You miss Blooms point in my opinion. But of little consequence anyway.
I may be oversimplifying it (here I'll confess I've only skimmed through The Closing of the American Mind - just found too much of it a series of hackneyed right-wing talking points I didn't want to venture further) but an education centered around a defined (Western) canon was certainly one of his core arguments and I say the real threat to such an education today is the business-centric model of our institutions of supposedly higher learning, not the oft-mocked faction of diversity and intersectionality which still constitutes a relatively small part of our campus culture. Even the other Bloom, the redoubtable Harold, made a clearly more forceful case for the canon than Allan ever did despite being rather opposed politically.
Let me close by sharing some of my own college experience (think about 10 years ago). Like everyone else I had to take my share of required courses, and one of them was called Introduction to the Novel which didn't include a single book that I gather would've earned Bloom's (either one's) approval. (The closest ones were Richard Wright's Native Son and Alice Walker's The Color Purple.) But I can say the class discussions we had (at least the ones I attended) were often challenging and stimulating, including this particular one about Native Son that would've destroyed any idea of safe space when a white female student angrily protested that Bigger Thomas' decision to hide the body of the white woman he accidentally kills isn't excused by any element of structural racism, with no serious pushback on that uncomfortable truth from the rest of the class including African-American students. And get this: I found this other novel I read for (IIRC) a history course, a fine retelling of Romeo and Juliet called The River Between by Kenyan writer Ngũgĩ wa Thiong'o, more rewarding than either the better-known Native Son or The Color Purple, which BTW turns the very idea of the canon upside down, and the best conversation I had about the book happened to be with a Kenyan immigrant student... in a physics class (another required elective, yes). And I was also lucky to take another elective in ethnomusicology taught by a former Harvard professor who had firsthand training in Korean pansori (one time he began the class being introduced by a TA as a surprise "special guest" before coming out with a pair of Korean drums in full traditional hanbok) and which introduced me to the beauties of Indian raga music, a lifelong love that continues to this day.
All that was in my very first 2-3 semesters of college, no doubt the best part of my campus experience despite my general contempt for formal education. None of these examples would be considered part of the generally accepted canon, but I can say they were at the very least no less rewarding than the usual course work I did in European history, Aristotle, Palladio (architecture was among the first choices for my major, but I ditched it after taking the intro ARCH course - just way too time-consuming for me to make it a living), etc. And even while I was working on my eventual business degree (I believe you're an accountant yourself) I was doing my minor in philosophy with courses on logic, the obscure Medieval philosophers and Wittgenstein after taking, you guessed it, Philosophy 200 (or whatever the course number was) as one of my required electives. And that's not including the boatload of reading I did on the side - mainly the Russians including Tolstoy, Dostoevsky, Chekhov and, if I'm being honest, lesser writers like Mailer and Rimbaud - sometimes well into the morning in the dorm basement with nary a soul present, which really helped me get through many of the business courses which I found excruciatingly tedious (marketing was the worst).
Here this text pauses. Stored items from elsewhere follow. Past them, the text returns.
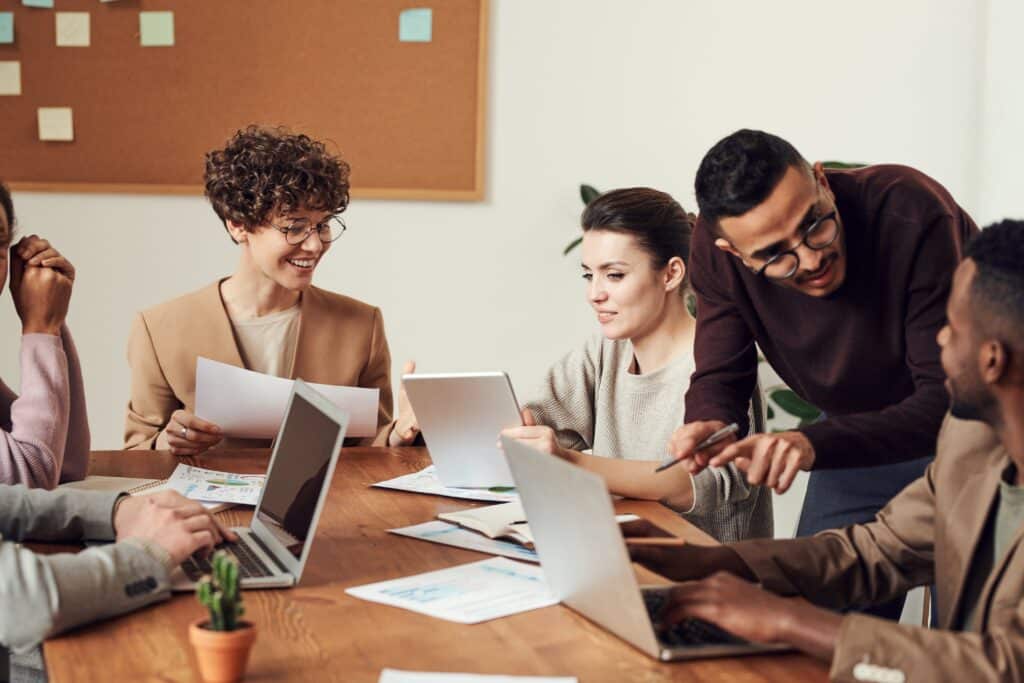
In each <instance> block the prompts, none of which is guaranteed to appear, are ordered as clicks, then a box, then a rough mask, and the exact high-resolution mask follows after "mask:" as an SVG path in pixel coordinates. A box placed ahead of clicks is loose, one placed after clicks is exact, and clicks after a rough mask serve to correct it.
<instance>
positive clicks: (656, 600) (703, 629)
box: [641, 591, 746, 647]
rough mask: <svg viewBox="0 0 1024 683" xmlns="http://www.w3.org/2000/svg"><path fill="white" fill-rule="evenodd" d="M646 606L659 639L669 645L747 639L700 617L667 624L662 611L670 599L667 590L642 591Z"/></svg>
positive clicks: (718, 643) (742, 642)
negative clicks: (738, 637) (732, 633)
mask: <svg viewBox="0 0 1024 683" xmlns="http://www.w3.org/2000/svg"><path fill="white" fill-rule="evenodd" d="M641 593H642V595H643V601H644V606H646V607H647V614H649V615H650V621H651V623H652V624H653V625H654V631H655V632H656V633H657V639H658V640H659V641H662V643H663V644H664V645H667V646H669V647H683V646H690V647H692V646H693V645H742V644H744V643H745V642H746V641H745V640H742V639H741V638H736V637H735V636H733V635H732V634H731V633H729V632H728V631H725V630H723V629H720V628H718V627H717V626H715V625H714V624H710V623H708V622H705V621H702V620H698V618H687V620H683V621H682V622H679V623H678V624H673V625H671V626H668V625H665V624H664V623H663V621H662V611H663V610H664V609H665V607H666V604H667V603H668V600H669V594H668V592H666V591H641Z"/></svg>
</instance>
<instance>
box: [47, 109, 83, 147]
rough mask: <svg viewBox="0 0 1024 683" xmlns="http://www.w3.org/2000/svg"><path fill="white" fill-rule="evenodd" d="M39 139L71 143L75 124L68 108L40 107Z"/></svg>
mask: <svg viewBox="0 0 1024 683" xmlns="http://www.w3.org/2000/svg"><path fill="white" fill-rule="evenodd" d="M38 112H39V139H41V140H55V141H57V142H71V141H73V140H74V139H75V124H74V119H73V116H72V111H71V108H70V106H40V108H39V110H38Z"/></svg>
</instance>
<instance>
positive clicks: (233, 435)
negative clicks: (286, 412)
mask: <svg viewBox="0 0 1024 683" xmlns="http://www.w3.org/2000/svg"><path fill="white" fill-rule="evenodd" d="M294 383H295V381H294V380H290V379H286V378H284V377H271V376H270V375H264V374H262V373H254V372H253V371H251V370H246V369H244V368H236V367H234V366H229V365H227V364H225V362H218V361H216V360H211V359H210V358H204V357H200V358H199V359H198V360H197V362H196V415H197V416H198V417H200V418H202V419H204V420H209V421H210V422H212V423H214V424H216V425H219V426H220V428H221V429H222V430H224V434H225V435H227V436H232V437H236V438H272V437H274V436H276V435H278V429H279V428H280V427H281V421H282V420H283V419H284V418H285V409H286V408H288V396H289V394H290V393H291V392H292V385H293V384H294ZM309 386H311V387H312V388H314V389H316V390H317V391H319V392H321V393H323V394H324V395H325V396H327V398H328V399H329V400H330V401H331V402H332V403H334V404H335V405H337V407H338V408H340V409H342V410H343V411H345V412H346V413H348V431H347V432H346V433H345V435H346V436H359V437H361V436H375V435H376V434H377V403H378V401H379V400H380V389H367V388H365V387H345V386H332V385H329V384H313V383H311V382H310V383H309Z"/></svg>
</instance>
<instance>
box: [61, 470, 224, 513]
mask: <svg viewBox="0 0 1024 683" xmlns="http://www.w3.org/2000/svg"><path fill="white" fill-rule="evenodd" d="M60 487H61V488H76V489H78V490H108V492H113V490H123V492H125V493H126V494H128V495H129V496H140V495H144V494H156V493H157V492H161V490H177V492H178V493H181V490H180V488H179V487H177V486H175V485H174V484H173V483H171V480H170V479H146V478H140V477H116V476H106V475H92V476H87V477H85V478H84V479H82V480H81V481H69V482H68V483H63V484H60ZM199 503H200V504H202V506H203V507H204V508H206V509H207V510H209V511H210V512H219V511H221V510H226V509H227V508H230V507H232V506H233V505H234V503H228V502H223V501H219V502H212V501H199Z"/></svg>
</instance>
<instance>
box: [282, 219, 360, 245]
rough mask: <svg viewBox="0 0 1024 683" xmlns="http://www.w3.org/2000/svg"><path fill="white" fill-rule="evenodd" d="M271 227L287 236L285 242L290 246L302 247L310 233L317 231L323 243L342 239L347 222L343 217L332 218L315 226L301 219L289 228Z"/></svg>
mask: <svg viewBox="0 0 1024 683" xmlns="http://www.w3.org/2000/svg"><path fill="white" fill-rule="evenodd" d="M271 227H272V228H273V229H275V230H278V231H279V232H281V233H283V234H284V236H285V240H286V241H287V242H288V244H290V245H300V244H302V243H303V242H305V241H306V239H307V238H308V237H309V233H310V232H313V231H315V232H316V237H318V238H319V239H321V242H323V243H324V244H328V243H331V242H334V241H335V240H337V239H338V238H340V237H341V236H342V234H343V233H344V232H345V230H346V229H347V228H346V227H345V221H343V220H342V219H341V216H331V217H330V218H328V219H327V220H325V221H324V222H323V223H319V224H317V225H313V224H312V223H311V222H310V221H308V220H305V219H301V218H300V219H299V220H297V221H295V222H294V223H292V224H291V225H287V226H280V225H271Z"/></svg>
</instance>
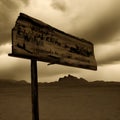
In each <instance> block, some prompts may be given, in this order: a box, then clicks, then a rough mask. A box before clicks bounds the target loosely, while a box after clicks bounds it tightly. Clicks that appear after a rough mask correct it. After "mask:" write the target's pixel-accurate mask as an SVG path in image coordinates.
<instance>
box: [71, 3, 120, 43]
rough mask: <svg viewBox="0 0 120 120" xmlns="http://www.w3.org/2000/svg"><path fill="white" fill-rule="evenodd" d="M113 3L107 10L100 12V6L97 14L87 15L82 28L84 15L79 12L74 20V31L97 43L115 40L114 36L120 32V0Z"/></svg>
mask: <svg viewBox="0 0 120 120" xmlns="http://www.w3.org/2000/svg"><path fill="white" fill-rule="evenodd" d="M112 3H113V4H112V6H111V7H110V6H109V8H108V9H107V8H106V9H107V10H105V11H102V12H99V11H101V10H102V8H98V9H96V12H95V14H92V13H91V15H90V16H89V15H86V16H87V17H86V19H85V18H84V21H85V22H83V23H84V25H83V26H82V28H81V23H80V22H81V19H82V17H81V14H79V13H78V14H77V15H76V16H74V18H73V20H72V22H73V24H74V25H73V26H75V27H72V32H73V33H74V34H75V35H77V36H79V37H81V36H82V37H85V38H86V39H88V40H90V41H92V42H93V43H95V44H103V43H107V42H110V41H113V38H114V36H116V34H117V33H118V32H120V14H119V11H120V1H113V2H112ZM100 9H101V10H100ZM93 12H94V11H93ZM88 13H89V12H88ZM86 14H87V12H86Z"/></svg>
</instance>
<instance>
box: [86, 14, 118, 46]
mask: <svg viewBox="0 0 120 120" xmlns="http://www.w3.org/2000/svg"><path fill="white" fill-rule="evenodd" d="M118 31H120V16H114V15H111V16H109V17H107V18H102V20H101V21H100V20H98V21H97V22H96V23H94V25H93V26H92V27H91V29H89V30H88V31H87V30H86V33H85V34H86V38H88V39H90V40H93V42H94V43H96V44H99V43H106V42H110V41H112V40H113V39H114V36H115V35H116V34H117V33H118Z"/></svg>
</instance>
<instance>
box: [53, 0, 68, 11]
mask: <svg viewBox="0 0 120 120" xmlns="http://www.w3.org/2000/svg"><path fill="white" fill-rule="evenodd" d="M51 6H52V7H53V8H54V9H56V10H60V11H63V12H64V11H66V9H67V5H66V2H65V0H52V3H51Z"/></svg>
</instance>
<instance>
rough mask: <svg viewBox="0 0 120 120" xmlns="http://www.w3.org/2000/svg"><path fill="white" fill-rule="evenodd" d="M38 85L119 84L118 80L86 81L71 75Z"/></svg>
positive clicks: (76, 85)
mask: <svg viewBox="0 0 120 120" xmlns="http://www.w3.org/2000/svg"><path fill="white" fill-rule="evenodd" d="M39 85H40V86H57V87H58V86H59V87H107V86H119V87H120V82H105V81H102V80H100V81H93V82H88V81H87V80H86V79H84V78H77V77H75V76H72V75H68V76H64V77H62V78H59V80H58V81H57V82H51V83H39Z"/></svg>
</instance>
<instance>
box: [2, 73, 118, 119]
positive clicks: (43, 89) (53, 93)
mask: <svg viewBox="0 0 120 120" xmlns="http://www.w3.org/2000/svg"><path fill="white" fill-rule="evenodd" d="M0 82H1V83H0V120H8V119H9V120H16V119H17V120H32V109H31V88H30V84H29V83H26V82H25V81H19V82H18V81H12V80H1V81H0ZM119 100H120V83H119V82H104V81H95V82H87V81H86V80H85V79H83V78H80V79H78V78H76V77H74V76H71V75H69V76H65V77H64V78H60V79H59V81H58V82H53V83H39V116H40V120H120V102H119Z"/></svg>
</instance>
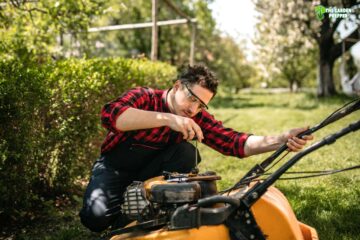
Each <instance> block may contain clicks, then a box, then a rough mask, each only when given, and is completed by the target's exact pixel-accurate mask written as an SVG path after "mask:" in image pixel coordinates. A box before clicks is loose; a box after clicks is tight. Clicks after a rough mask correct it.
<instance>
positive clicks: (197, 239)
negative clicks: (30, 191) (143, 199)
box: [111, 187, 318, 240]
mask: <svg viewBox="0 0 360 240" xmlns="http://www.w3.org/2000/svg"><path fill="white" fill-rule="evenodd" d="M235 194H236V193H235ZM251 210H252V212H253V214H254V216H255V219H256V221H257V223H258V225H259V227H260V229H261V230H262V232H263V233H264V235H265V236H266V237H267V238H266V239H268V240H317V239H318V235H317V232H316V230H315V229H314V228H312V227H310V226H307V225H305V224H303V223H301V222H299V221H298V220H297V219H296V216H295V214H294V212H293V210H292V209H291V206H290V205H289V202H288V201H287V199H286V198H285V196H284V195H283V194H282V193H281V192H280V191H279V190H278V189H276V188H275V187H270V188H269V189H268V191H267V192H266V193H265V194H264V195H263V196H262V197H261V198H260V199H259V200H258V201H257V202H256V203H255V204H254V206H253V207H252V208H251ZM129 226H130V225H129ZM121 239H133V240H135V239H136V240H150V239H153V240H155V239H156V240H160V239H161V240H162V239H163V240H165V239H167V240H170V239H171V240H202V239H217V240H228V239H229V240H230V235H229V230H228V228H227V227H226V226H225V225H224V224H221V225H216V226H201V227H200V228H192V229H186V230H176V231H169V230H168V229H167V228H166V227H163V228H161V229H159V230H155V231H151V232H146V233H145V232H143V233H142V232H133V233H128V234H122V235H117V236H113V237H112V238H111V240H121Z"/></svg>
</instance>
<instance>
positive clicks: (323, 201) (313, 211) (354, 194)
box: [281, 186, 360, 240]
mask: <svg viewBox="0 0 360 240" xmlns="http://www.w3.org/2000/svg"><path fill="white" fill-rule="evenodd" d="M281 190H282V191H283V192H284V193H285V195H286V196H287V197H288V199H291V205H292V207H293V209H294V211H295V212H296V215H297V218H298V219H299V220H300V221H302V222H304V223H306V224H308V225H310V226H313V227H314V228H316V230H317V231H318V234H319V238H320V239H327V240H331V239H334V240H335V239H336V240H338V239H344V240H345V239H360V229H359V223H360V205H359V202H358V199H360V191H351V192H350V191H347V192H342V191H340V190H337V189H329V188H325V187H309V188H303V187H294V186H291V187H281Z"/></svg>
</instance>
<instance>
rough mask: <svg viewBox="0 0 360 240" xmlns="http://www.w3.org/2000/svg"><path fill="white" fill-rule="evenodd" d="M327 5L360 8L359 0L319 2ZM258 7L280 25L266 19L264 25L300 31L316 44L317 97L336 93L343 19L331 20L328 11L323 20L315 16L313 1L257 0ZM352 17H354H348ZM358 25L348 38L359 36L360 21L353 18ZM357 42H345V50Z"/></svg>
mask: <svg viewBox="0 0 360 240" xmlns="http://www.w3.org/2000/svg"><path fill="white" fill-rule="evenodd" d="M319 3H320V4H321V5H322V6H323V7H324V8H327V7H337V8H351V9H352V10H353V11H354V12H356V11H358V8H357V6H359V5H360V3H357V1H356V0H347V1H328V0H321V1H320V2H319ZM256 8H257V10H258V11H259V12H260V13H262V18H263V19H276V20H277V22H278V23H277V24H275V25H268V24H266V22H265V21H263V22H262V24H264V28H268V29H269V28H270V29H271V28H275V29H276V30H277V31H284V30H291V29H294V26H295V27H296V29H298V30H299V33H300V34H301V35H298V37H301V36H302V37H305V38H307V39H308V40H309V41H312V42H313V43H315V44H317V47H318V51H319V57H318V71H319V72H318V96H320V97H323V96H329V95H332V94H335V93H336V90H335V85H334V79H333V66H334V62H335V60H336V59H337V58H339V57H340V56H341V54H342V41H344V40H343V39H340V38H339V32H338V31H337V29H338V26H339V24H340V22H341V21H343V19H342V18H337V19H332V18H330V16H329V14H324V15H323V19H322V20H319V19H318V18H317V17H316V15H315V5H314V4H313V2H312V1H306V0H296V1H291V2H283V1H280V0H275V1H269V0H257V1H256ZM348 19H349V20H351V19H352V17H349V18H348ZM351 21H353V22H354V23H355V24H357V29H356V30H354V31H353V33H351V34H350V35H349V36H348V38H358V36H357V35H358V28H359V27H358V22H357V20H355V19H354V20H351ZM354 44H355V43H354V42H350V41H345V51H347V50H349V49H350V48H351V46H353V45H354Z"/></svg>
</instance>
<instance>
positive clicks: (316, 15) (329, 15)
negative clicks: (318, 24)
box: [315, 5, 354, 20]
mask: <svg viewBox="0 0 360 240" xmlns="http://www.w3.org/2000/svg"><path fill="white" fill-rule="evenodd" d="M315 13H316V17H317V19H319V20H323V19H324V18H325V14H326V13H328V14H329V18H348V17H349V15H350V14H352V13H354V10H353V9H351V8H337V7H327V8H326V7H324V6H323V5H317V6H315Z"/></svg>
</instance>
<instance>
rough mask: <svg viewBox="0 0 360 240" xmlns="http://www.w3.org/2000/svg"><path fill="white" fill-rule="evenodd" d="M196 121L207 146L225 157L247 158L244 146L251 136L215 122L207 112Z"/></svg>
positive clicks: (200, 115)
mask: <svg viewBox="0 0 360 240" xmlns="http://www.w3.org/2000/svg"><path fill="white" fill-rule="evenodd" d="M194 120H195V122H197V124H199V126H200V127H201V129H202V131H203V133H204V140H203V142H204V143H205V144H206V145H208V146H209V147H211V148H213V149H215V150H216V151H218V152H221V153H222V154H224V155H228V156H235V157H240V158H243V157H245V152H244V146H245V142H246V140H247V138H248V137H249V136H250V135H248V134H246V133H242V132H237V131H234V130H233V129H231V128H226V127H224V126H223V125H222V122H220V121H217V120H215V118H214V117H213V116H212V115H210V114H209V113H208V112H206V111H202V113H201V114H200V116H199V117H198V118H196V119H194Z"/></svg>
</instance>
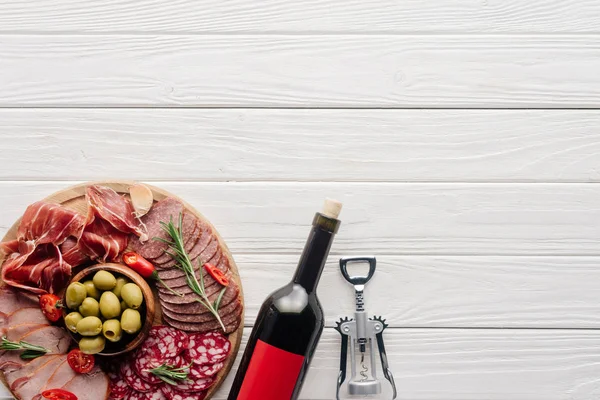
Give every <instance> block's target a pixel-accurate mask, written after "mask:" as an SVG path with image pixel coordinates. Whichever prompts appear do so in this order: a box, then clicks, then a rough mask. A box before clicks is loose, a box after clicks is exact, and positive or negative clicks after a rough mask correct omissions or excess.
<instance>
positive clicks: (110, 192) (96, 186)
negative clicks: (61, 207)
mask: <svg viewBox="0 0 600 400" xmlns="http://www.w3.org/2000/svg"><path fill="white" fill-rule="evenodd" d="M86 198H87V201H88V203H89V205H90V207H91V208H92V210H93V211H94V213H95V214H96V215H98V216H100V218H102V219H103V220H105V221H107V222H109V223H110V224H111V225H112V226H114V227H115V228H116V229H118V230H119V231H121V232H124V233H134V234H136V235H137V236H138V237H140V239H141V240H142V241H146V240H148V234H147V232H146V231H145V230H144V229H143V226H142V225H141V224H140V223H139V221H138V220H136V218H135V211H134V210H133V206H132V205H131V201H129V200H128V199H127V198H125V197H123V196H121V195H119V194H118V193H117V192H115V191H114V190H113V189H111V188H109V187H106V186H98V185H93V186H90V187H88V188H87V190H86Z"/></svg>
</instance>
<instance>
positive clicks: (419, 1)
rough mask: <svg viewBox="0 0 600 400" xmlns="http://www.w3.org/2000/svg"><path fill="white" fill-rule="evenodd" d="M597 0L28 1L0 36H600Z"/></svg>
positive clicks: (6, 3) (204, 0) (6, 12)
mask: <svg viewBox="0 0 600 400" xmlns="http://www.w3.org/2000/svg"><path fill="white" fill-rule="evenodd" d="M599 15H600V6H599V4H598V2H597V1H595V0H581V1H575V0H570V1H563V2H561V1H558V0H532V1H527V2H523V1H519V0H502V1H459V0H452V1H448V0H437V1H419V0H405V1H394V0H382V1H378V2H374V3H370V2H364V1H360V0H349V1H341V0H331V1H325V0H310V1H303V2H286V1H283V0H267V1H260V2H250V1H248V0H233V1H225V2H217V1H208V0H199V1H190V0H187V1H186V0H179V1H170V2H154V1H148V0H133V1H128V2H115V1H112V0H100V1H95V2H93V3H89V2H87V1H84V0H76V1H69V0H51V1H43V0H31V1H23V2H4V3H3V4H0V28H1V30H2V31H3V32H12V33H14V32H65V31H71V32H76V33H82V32H155V33H174V32H180V33H184V32H187V33H217V32H238V33H268V32H287V33H345V32H355V33H373V32H386V33H440V32H443V33H466V32H471V33H474V32H480V33H497V32H506V33H516V32H521V33H532V32H539V33H553V32H598V26H600V17H599Z"/></svg>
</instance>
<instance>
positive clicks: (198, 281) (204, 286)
mask: <svg viewBox="0 0 600 400" xmlns="http://www.w3.org/2000/svg"><path fill="white" fill-rule="evenodd" d="M180 271H181V270H180ZM200 271H202V276H200ZM194 272H195V273H196V274H195V275H196V279H198V282H199V283H200V282H201V281H200V279H203V280H204V287H210V286H212V285H213V284H215V283H216V281H215V280H214V279H213V277H212V276H210V274H209V273H208V272H207V271H206V269H205V268H200V269H199V268H195V269H194ZM181 273H182V275H181V276H180V277H178V278H175V279H163V282H164V283H165V284H166V285H168V286H169V287H170V288H172V289H175V288H177V289H178V290H177V292H178V293H182V294H183V293H185V291H186V290H187V289H189V290H190V291H191V288H190V287H189V285H188V283H187V278H186V276H185V273H184V272H183V271H181ZM158 276H159V277H160V274H159V275H158ZM161 279H162V278H161ZM185 288H187V289H186V290H184V289H185ZM158 290H159V291H161V292H168V293H171V292H170V291H169V290H168V289H167V288H165V287H164V286H162V285H158Z"/></svg>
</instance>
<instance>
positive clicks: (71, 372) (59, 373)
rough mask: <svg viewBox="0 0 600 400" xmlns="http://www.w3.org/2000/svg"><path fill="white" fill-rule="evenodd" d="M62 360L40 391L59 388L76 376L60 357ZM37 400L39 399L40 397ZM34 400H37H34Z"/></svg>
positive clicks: (65, 358)
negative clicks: (59, 364)
mask: <svg viewBox="0 0 600 400" xmlns="http://www.w3.org/2000/svg"><path fill="white" fill-rule="evenodd" d="M62 360H63V361H62V363H61V364H60V365H59V366H58V367H57V368H56V370H54V373H53V374H52V376H51V377H50V378H48V381H47V382H46V384H45V385H44V386H43V387H42V390H48V389H56V388H61V387H63V386H64V385H66V384H67V383H69V382H70V381H71V380H73V379H74V378H75V377H76V376H77V375H78V374H77V372H75V371H73V368H71V366H70V365H69V362H68V361H67V358H66V357H62ZM38 398H41V396H39V397H38ZM34 400H37V399H36V398H34Z"/></svg>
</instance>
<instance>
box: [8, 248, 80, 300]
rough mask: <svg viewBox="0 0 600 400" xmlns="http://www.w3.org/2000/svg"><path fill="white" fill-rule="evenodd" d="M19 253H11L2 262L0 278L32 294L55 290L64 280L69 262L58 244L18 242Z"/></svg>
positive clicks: (65, 278) (52, 290) (57, 287)
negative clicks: (63, 259) (68, 262)
mask: <svg viewBox="0 0 600 400" xmlns="http://www.w3.org/2000/svg"><path fill="white" fill-rule="evenodd" d="M21 245H22V246H21V247H22V248H23V250H24V252H23V253H13V254H11V255H10V256H9V258H8V259H7V260H6V261H5V262H4V265H3V266H2V280H3V281H4V282H5V283H7V284H9V285H11V286H13V287H16V288H20V289H24V290H28V291H30V292H33V293H36V294H43V293H47V292H49V293H57V292H59V291H60V290H61V289H63V288H64V286H65V285H66V284H67V283H68V281H69V278H70V277H71V266H70V265H69V264H67V263H66V262H65V261H64V260H63V258H62V254H61V253H60V250H59V248H58V247H57V246H56V245H54V244H51V243H48V244H41V245H38V246H34V245H32V242H21Z"/></svg>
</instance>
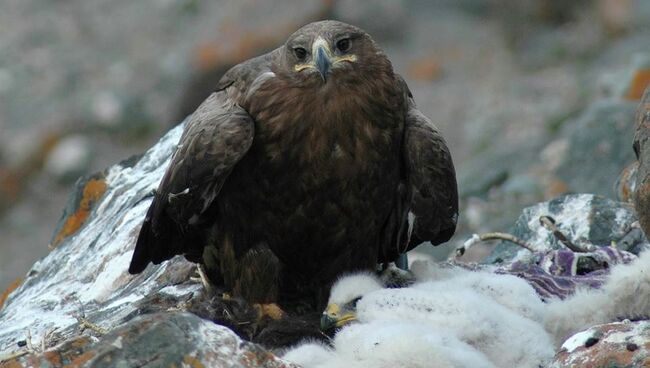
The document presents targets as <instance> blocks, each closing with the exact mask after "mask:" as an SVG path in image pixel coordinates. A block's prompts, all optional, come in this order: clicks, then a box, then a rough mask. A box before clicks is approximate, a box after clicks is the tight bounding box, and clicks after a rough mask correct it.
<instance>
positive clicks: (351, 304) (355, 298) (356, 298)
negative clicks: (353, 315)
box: [350, 297, 361, 308]
mask: <svg viewBox="0 0 650 368" xmlns="http://www.w3.org/2000/svg"><path fill="white" fill-rule="evenodd" d="M359 300H361V297H357V298H354V299H352V301H351V302H350V304H351V305H352V306H353V307H354V308H356V307H357V304H359Z"/></svg>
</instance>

But I digress. My point is that the kind of, yes, diverse intellectual environment that I found in my most rewarding time in college wouldn't have been possible had the Blooms of the world imposed their limited worldview on the college campus, and also that I was able to get my education DESPITE the coursework of my major which served as little more than a resume booster. To me the latter business requirements of corporate America are the real threat to our education today, not the supposedly closed mind of our universities where students can, pace the naysayers, readily partake in the (Western) canon and others' ideas regardless of one's origins or prejudices.